Introduction
The “Snapshot and Restore” feature is an important part of an Elasticsearch cluster. Its existence provides a strong guarantee for data reliability. That’s why we are interested in learning more about it. In this article, let’s take a look at different official snapshot repository plugins in Elasticsearch.
Before getting into details, let’s first understand what is a snapshot repository. There are two types of snapshot repositories: local repository and remote repository. The local repository is mainly used for testing (for unit testing or when trying out Elasticsearch in localhost), and it does not make much sense to use it on production. In production, we mainly use a remote snapshot repository because it can store cluster data outside the cluster as data backup.

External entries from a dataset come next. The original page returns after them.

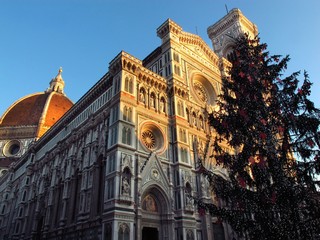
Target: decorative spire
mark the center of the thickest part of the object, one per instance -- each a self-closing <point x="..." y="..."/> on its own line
<point x="57" y="83"/>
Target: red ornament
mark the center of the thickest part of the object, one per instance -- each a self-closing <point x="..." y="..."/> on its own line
<point x="243" y="113"/>
<point x="311" y="143"/>
<point x="280" y="129"/>
<point x="242" y="74"/>
<point x="242" y="182"/>
<point x="261" y="162"/>
<point x="273" y="198"/>
<point x="224" y="124"/>
<point x="263" y="136"/>
<point x="251" y="160"/>
<point x="201" y="211"/>
<point x="263" y="121"/>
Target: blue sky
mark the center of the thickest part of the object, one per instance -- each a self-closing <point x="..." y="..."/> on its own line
<point x="83" y="36"/>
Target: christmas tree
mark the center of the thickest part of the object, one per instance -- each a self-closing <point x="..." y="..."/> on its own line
<point x="271" y="130"/>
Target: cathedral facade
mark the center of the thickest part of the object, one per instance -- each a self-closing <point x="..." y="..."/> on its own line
<point x="122" y="162"/>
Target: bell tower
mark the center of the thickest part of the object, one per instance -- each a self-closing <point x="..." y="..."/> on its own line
<point x="231" y="26"/>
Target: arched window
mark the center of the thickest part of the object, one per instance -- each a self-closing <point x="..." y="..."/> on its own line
<point x="126" y="181"/>
<point x="129" y="114"/>
<point x="190" y="235"/>
<point x="188" y="194"/>
<point x="3" y="209"/>
<point x="24" y="196"/>
<point x="201" y="123"/>
<point x="124" y="232"/>
<point x="128" y="85"/>
<point x="108" y="231"/>
<point x="188" y="115"/>
<point x="152" y="100"/>
<point x="126" y="135"/>
<point x="142" y="95"/>
<point x="194" y="119"/>
<point x="162" y="106"/>
<point x="180" y="109"/>
<point x="125" y="113"/>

There are four official plugins: AWS, GCS, Azure, and HDFS. Among them, AWS, GCS, and Azure are the three plugins that I had used in the past two years, and they are also the main subject of discussion today.
After reading this article, you will understand:
- The plugin installation
- The similarities and differences of snapshot operations across different plugins
- The dependency between the Elasticsearch plugin and the cloud provider
- The source code analysis of several representative classes
- How to go further from this article
Now, let’s get started!
Plugin Installation
Plugins can be installed via the command line elasticsearch-plugin (Official Document):
sudo bin/elasticsearch-plugin install $plugin_name
sudo bin/elasticsearch-plugin install repository-s3
sudo bin/elasticsearch-plugin install repository-gcs
sudo bin/elasticsearch-plugin install repository-azure
sudo bin/elasticsearch-plugin install repository-hdfs
For the plugin to be used normally, the plugin must be installed on each node of the cluster. The four plugins mentioned above are all official plugins of Elasticsearch. You don’t need to download them, just install them directly. After a successful installation, the node needs to be restarted for the plugin to take effect.
Once installed, you may want to get information about the plugin. There are at least two ways to query the plugin. One is to query through the command line after logging in to the node. The second is to query directly through the RESTful API.
Log in to the node and list the installed plugins using the following command:
sudo bin/elasticsearch-plugin list
Query the plugins directly through Node API:
GET /_nodes/plugins
Snapshot APIs
Elasticsearch’s snapshot APIs include two parts: Snapshot repository management API (Snapshot repository management API) and Snapshot management API (Snapshot management API). Most of the APIs are common to different plugins. The only exception is the API for creating a snapshot repository. The type of repository needs to be provided when creating it. The parameters for the creation request of different repositories are also slightly different. Here are a few simple examples. If you were interested in any specific parameters, please refer to the official documentation.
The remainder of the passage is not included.